The Presort Hierarchy for Geometric Problems
Ivor van der Hoog, Eva Rotenberg, Jack Spalding-Jamieson, Lasse Wulf
TL;DR
The paper proposes a Presort Hierarchy that classifies planar geometric problems by their sensitivity to presorting along axes, defining 1- and 2-Presortable versus Presort-Hard. It resolves a long-standing open problem by showing quadtrees (and by reductions Delaunay/Voronoi diagrams and Euclidean MSTs) are 2-Presortable with a randomized algorithm running in $O(n \sqrt{\log n})$ time, leveraging a 2-presorted input and orthogonal range successor data structures. It further places several other problems in the hierarchy (e.g., KD-trees, orthogonal segment intersection, maximum empty circle) as 1- or 2-Presortable or Presort-Hard, and proves Presort-Hardness for onion layers and decremental closest-pair problems, delineating fundamental limits of presorting.
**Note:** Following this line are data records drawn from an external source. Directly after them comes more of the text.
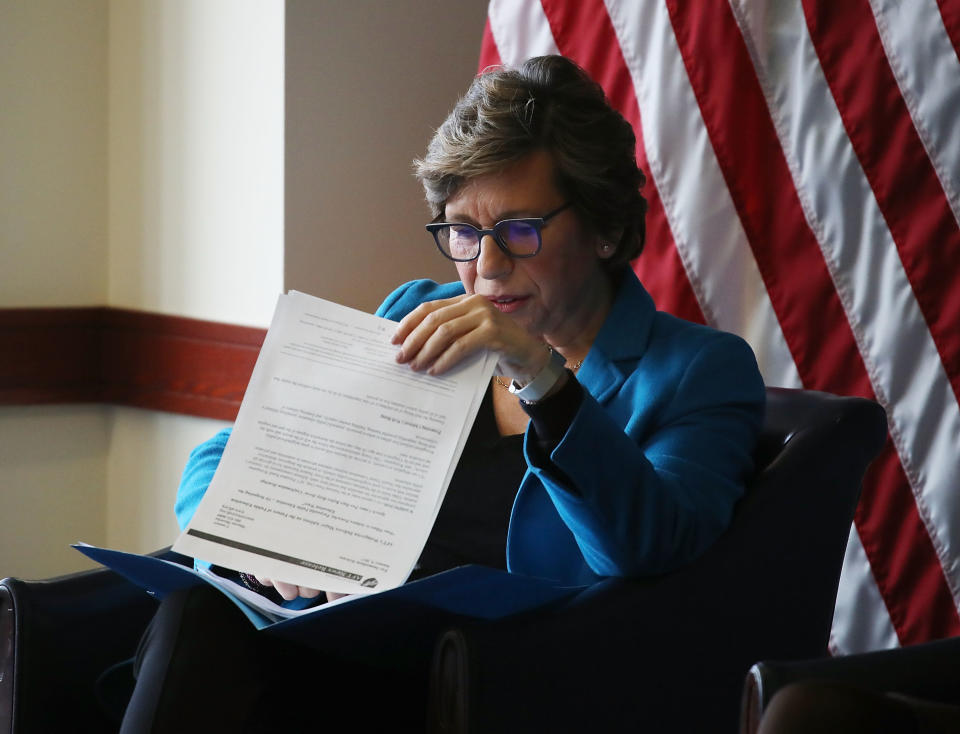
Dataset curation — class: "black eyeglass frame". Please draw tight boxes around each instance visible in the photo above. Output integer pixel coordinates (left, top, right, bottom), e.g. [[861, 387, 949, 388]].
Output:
[[427, 201, 573, 263]]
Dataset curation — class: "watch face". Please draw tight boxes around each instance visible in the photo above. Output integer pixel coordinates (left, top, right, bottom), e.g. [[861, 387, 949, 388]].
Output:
[[510, 349, 567, 403]]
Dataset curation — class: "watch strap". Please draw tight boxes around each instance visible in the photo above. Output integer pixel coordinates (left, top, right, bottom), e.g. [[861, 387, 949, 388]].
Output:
[[508, 347, 567, 403]]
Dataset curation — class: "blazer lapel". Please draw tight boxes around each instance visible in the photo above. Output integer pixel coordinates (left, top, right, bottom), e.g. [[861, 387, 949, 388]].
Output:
[[577, 270, 656, 404]]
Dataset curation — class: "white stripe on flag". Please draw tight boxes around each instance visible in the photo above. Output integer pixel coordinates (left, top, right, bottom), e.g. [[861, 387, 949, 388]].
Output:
[[870, 0, 960, 224], [487, 0, 560, 66], [830, 526, 900, 655], [607, 0, 801, 387]]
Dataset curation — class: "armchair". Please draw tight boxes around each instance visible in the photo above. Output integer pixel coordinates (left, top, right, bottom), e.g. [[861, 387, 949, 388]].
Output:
[[429, 388, 886, 733], [740, 637, 960, 734], [0, 388, 886, 734]]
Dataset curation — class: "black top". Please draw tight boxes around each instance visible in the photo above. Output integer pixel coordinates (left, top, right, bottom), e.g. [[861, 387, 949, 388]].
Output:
[[410, 375, 583, 580], [410, 383, 527, 579]]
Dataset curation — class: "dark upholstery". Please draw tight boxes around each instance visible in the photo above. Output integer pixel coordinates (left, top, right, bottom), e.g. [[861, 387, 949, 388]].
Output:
[[740, 637, 960, 734], [0, 552, 190, 734], [0, 388, 886, 734], [430, 389, 886, 732]]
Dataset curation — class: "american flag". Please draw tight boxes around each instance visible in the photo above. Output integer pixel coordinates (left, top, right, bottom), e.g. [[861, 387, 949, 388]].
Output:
[[480, 0, 960, 654]]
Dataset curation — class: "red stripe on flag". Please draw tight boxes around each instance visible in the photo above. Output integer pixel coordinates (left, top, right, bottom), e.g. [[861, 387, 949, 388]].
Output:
[[543, 0, 705, 324], [855, 436, 958, 644], [803, 0, 960, 402], [477, 16, 501, 72], [937, 0, 960, 61], [667, 0, 960, 643]]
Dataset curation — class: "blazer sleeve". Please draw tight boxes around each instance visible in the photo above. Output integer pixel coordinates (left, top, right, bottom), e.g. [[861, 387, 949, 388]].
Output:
[[527, 332, 766, 576]]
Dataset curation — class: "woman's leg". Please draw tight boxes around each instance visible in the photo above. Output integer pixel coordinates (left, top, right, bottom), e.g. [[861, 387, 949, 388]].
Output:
[[120, 586, 427, 734], [120, 586, 263, 734]]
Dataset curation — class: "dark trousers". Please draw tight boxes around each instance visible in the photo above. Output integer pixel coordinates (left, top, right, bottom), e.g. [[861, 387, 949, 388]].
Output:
[[110, 587, 426, 734]]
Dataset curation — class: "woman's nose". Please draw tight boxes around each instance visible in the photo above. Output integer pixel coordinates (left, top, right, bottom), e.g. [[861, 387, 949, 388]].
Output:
[[477, 234, 513, 280]]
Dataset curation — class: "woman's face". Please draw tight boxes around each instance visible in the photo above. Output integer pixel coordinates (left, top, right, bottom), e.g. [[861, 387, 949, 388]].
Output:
[[444, 152, 612, 349]]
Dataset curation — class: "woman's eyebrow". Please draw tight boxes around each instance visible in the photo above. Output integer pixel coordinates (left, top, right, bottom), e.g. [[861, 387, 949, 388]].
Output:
[[443, 209, 538, 223]]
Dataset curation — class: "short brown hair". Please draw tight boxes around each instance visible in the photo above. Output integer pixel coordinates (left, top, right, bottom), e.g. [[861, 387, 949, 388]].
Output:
[[414, 56, 647, 270]]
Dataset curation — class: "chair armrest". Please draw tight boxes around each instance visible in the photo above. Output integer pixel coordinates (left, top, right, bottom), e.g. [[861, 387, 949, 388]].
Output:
[[740, 637, 960, 734], [0, 550, 189, 733], [428, 575, 780, 734]]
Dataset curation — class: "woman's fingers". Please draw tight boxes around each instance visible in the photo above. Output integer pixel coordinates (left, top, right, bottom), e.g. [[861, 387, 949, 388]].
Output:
[[393, 296, 549, 380], [254, 575, 320, 601]]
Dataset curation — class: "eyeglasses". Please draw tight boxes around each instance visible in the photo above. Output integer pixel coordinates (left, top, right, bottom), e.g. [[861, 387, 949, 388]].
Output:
[[427, 201, 573, 263]]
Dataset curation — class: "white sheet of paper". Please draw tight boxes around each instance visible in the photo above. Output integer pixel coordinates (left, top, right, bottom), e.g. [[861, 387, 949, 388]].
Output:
[[173, 292, 496, 594]]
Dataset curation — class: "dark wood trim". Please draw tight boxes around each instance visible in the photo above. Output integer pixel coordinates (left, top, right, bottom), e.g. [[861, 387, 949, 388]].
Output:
[[0, 307, 266, 420]]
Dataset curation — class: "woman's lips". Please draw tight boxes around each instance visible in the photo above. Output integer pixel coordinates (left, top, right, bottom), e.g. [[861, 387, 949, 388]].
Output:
[[487, 296, 529, 313]]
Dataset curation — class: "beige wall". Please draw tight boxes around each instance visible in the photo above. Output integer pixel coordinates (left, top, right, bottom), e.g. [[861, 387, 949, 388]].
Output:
[[0, 0, 109, 576], [105, 0, 284, 551], [285, 0, 487, 310], [0, 0, 486, 577], [0, 0, 283, 577], [0, 0, 107, 307]]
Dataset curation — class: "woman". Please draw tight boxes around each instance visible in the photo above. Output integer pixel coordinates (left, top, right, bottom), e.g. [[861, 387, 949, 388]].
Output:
[[118, 56, 764, 731]]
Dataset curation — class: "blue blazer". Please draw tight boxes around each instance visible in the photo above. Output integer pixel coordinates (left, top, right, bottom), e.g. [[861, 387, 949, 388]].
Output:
[[377, 271, 766, 584], [176, 271, 765, 584]]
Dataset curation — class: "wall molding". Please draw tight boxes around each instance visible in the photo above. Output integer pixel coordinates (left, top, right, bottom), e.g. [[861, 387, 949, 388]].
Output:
[[0, 307, 266, 420]]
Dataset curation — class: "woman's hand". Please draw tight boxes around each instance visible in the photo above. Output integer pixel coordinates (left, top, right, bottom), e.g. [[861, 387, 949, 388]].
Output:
[[392, 295, 550, 384], [254, 576, 346, 601]]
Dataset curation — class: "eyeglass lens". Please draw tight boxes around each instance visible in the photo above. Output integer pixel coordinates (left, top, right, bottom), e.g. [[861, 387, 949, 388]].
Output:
[[437, 219, 540, 260]]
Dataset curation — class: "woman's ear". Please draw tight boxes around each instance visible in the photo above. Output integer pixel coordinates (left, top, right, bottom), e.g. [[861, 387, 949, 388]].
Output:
[[596, 236, 620, 260]]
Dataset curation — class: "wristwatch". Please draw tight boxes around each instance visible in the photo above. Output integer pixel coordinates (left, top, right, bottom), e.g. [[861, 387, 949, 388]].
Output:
[[508, 346, 567, 403]]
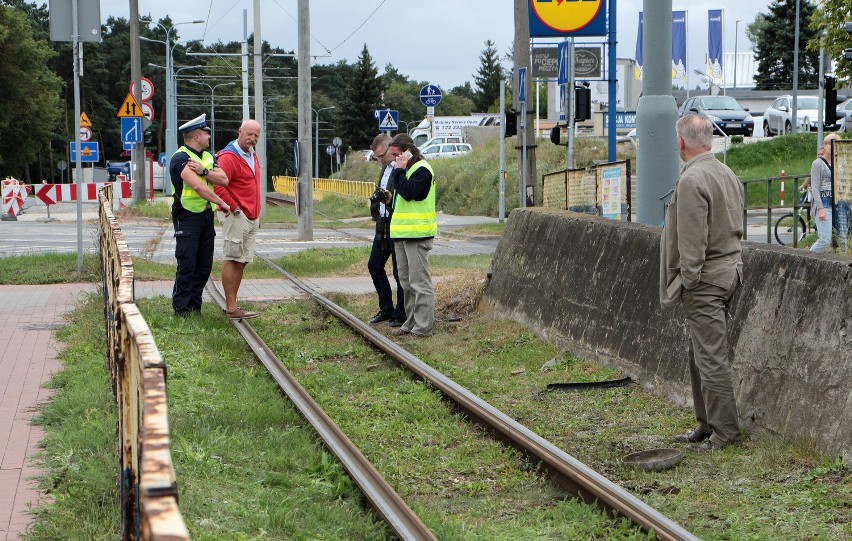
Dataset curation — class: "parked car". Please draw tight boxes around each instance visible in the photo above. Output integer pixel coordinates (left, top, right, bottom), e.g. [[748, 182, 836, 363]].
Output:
[[421, 143, 472, 160], [763, 96, 839, 137], [107, 162, 130, 182], [837, 98, 852, 133], [679, 96, 754, 137]]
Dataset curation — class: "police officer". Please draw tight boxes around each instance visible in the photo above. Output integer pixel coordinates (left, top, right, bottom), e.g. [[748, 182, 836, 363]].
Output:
[[169, 114, 231, 317]]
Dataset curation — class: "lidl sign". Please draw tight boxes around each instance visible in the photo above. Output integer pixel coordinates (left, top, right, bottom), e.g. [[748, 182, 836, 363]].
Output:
[[528, 0, 614, 38]]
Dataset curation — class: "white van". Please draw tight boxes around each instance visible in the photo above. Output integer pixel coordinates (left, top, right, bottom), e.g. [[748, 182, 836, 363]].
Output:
[[420, 143, 472, 160], [417, 135, 463, 150]]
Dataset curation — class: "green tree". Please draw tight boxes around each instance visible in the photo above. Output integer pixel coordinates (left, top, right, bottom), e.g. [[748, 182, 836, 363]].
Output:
[[809, 0, 852, 85], [746, 0, 819, 90], [0, 5, 62, 180], [339, 43, 384, 149], [473, 40, 504, 113]]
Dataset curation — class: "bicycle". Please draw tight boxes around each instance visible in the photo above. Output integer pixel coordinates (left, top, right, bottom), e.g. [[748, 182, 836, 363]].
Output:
[[775, 190, 816, 246]]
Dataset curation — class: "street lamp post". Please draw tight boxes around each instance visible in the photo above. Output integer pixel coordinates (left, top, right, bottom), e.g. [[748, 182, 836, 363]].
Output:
[[311, 105, 335, 178], [139, 19, 206, 186], [187, 79, 235, 153], [734, 21, 741, 88]]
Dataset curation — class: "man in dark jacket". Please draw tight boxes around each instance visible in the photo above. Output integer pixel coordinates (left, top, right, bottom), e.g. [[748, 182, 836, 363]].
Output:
[[367, 134, 405, 327]]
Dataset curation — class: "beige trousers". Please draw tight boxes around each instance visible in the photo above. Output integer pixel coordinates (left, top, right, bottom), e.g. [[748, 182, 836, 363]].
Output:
[[681, 279, 742, 445], [393, 239, 435, 336]]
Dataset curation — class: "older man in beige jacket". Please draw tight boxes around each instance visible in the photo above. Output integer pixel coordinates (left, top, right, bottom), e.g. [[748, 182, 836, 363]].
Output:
[[660, 115, 743, 451]]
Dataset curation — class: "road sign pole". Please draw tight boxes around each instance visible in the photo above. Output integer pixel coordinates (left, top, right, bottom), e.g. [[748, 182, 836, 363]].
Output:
[[71, 0, 83, 276]]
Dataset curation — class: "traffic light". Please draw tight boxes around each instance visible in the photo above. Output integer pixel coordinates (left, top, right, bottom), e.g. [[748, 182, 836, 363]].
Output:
[[550, 123, 562, 145], [574, 86, 592, 122], [503, 109, 518, 137], [823, 75, 837, 126]]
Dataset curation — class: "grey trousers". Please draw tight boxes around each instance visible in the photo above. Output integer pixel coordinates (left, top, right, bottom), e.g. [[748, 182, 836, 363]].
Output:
[[393, 239, 435, 336], [681, 279, 742, 445]]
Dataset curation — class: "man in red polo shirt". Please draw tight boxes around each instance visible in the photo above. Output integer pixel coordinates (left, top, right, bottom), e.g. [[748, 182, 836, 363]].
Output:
[[215, 120, 262, 319]]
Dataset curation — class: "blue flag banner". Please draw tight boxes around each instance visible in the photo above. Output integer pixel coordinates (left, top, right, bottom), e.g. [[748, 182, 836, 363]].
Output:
[[707, 9, 724, 85], [633, 11, 642, 81], [672, 11, 686, 82]]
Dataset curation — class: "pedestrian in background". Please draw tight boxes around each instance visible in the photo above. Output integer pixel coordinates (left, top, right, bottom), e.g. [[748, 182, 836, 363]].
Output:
[[385, 133, 438, 337], [660, 114, 744, 452], [169, 115, 231, 317], [811, 133, 840, 252], [367, 133, 405, 327], [215, 119, 263, 319]]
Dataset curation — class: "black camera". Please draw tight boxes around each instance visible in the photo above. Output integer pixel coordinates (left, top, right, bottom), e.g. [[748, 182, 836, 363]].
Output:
[[370, 188, 389, 203]]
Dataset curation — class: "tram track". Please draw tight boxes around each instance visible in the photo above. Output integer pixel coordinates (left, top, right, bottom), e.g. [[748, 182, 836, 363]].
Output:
[[208, 256, 698, 541]]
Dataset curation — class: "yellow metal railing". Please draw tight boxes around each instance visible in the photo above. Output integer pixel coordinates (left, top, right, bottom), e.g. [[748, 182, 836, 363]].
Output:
[[272, 176, 376, 200], [98, 185, 189, 541]]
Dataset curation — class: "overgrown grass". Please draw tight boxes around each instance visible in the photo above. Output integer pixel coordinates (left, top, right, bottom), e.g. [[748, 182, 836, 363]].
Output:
[[26, 295, 387, 541], [116, 197, 172, 222]]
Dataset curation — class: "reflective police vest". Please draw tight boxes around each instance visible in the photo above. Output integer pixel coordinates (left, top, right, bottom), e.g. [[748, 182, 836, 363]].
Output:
[[391, 160, 438, 239], [172, 146, 215, 212]]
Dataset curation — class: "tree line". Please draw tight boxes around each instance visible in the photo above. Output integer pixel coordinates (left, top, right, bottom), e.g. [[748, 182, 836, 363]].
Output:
[[0, 0, 506, 183]]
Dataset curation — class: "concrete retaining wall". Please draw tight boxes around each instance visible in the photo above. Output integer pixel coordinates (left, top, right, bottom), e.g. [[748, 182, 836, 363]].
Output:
[[483, 209, 852, 460]]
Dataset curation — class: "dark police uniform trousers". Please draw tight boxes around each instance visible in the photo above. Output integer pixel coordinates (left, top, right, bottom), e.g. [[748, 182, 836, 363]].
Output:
[[172, 208, 216, 315]]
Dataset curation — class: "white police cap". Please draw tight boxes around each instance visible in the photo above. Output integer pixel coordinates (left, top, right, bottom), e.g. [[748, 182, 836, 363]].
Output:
[[178, 113, 210, 133]]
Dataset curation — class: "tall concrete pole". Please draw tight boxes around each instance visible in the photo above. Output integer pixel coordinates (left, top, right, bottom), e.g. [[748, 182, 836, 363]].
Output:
[[296, 0, 314, 240], [790, 0, 800, 133], [240, 9, 250, 120], [130, 0, 145, 203], [497, 79, 506, 224], [254, 0, 267, 217], [636, 0, 679, 225], [512, 0, 538, 207], [71, 0, 83, 275]]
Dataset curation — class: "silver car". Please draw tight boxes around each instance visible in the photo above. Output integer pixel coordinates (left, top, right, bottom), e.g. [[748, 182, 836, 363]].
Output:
[[763, 96, 838, 137]]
Together, these results map the landscape of proximity structures under presorted inputs and offer avenues for faster geometric computation in presorted regimes, while highlighting key derandomisation and dimensional-extension challenges.
Abstract
Many fundamental problems in computational geometry admit no algorithm running in $o(n \log n)$ time for $n$ planar input points, via classical reductions from sorting. Prominent examples include the computation of convex hulls, quadtrees, onion layer decompositions, Euclidean minimum spanning trees, KD-trees, Voronoi diagrams, and decremental closest-pair. A classical result shows that, given $n$ points sorted along a single direction, the convex hull can be constructed in linear time. Subsequent works established that for all of the other above problems, this information does not suffice. In 1989, Aggarwal, Guibas, Saxe, and Shor asked: Under which conditions can a Voronoi diagram be computed in $o(n \log n)$ time? Since then, the question of whether sorting along TWO directions enables a $o(n \log n)$-time algorithm for such problems has remained open and has been repeatedly mentioned in the literature. In this paper, we introduce the Presort Hierarchy: A problem is 1-Presortable if, given a sorting along one axis, it permits a (possibly randomised) $o(n \log n)$-time algorithm. It is 2-Presortable if sortings along both axes suffice. It is Presort-Hard otherwise. Our main result is that quadtrees, and by extension Delaunay triangulations, Voronoi diagrams, and Euclidean minimum spanning trees, are 2-Presortable: we present an algorithm with expected running time $O(n \sqrt{\log n})$. This addresses the longstanding open problem posed by Aggarwal, Guibas, Saxe, and Shor (albeit randomised). We complement this result by showing that some of the other above geometric problems are also 2-Presortable or Presort-Hard.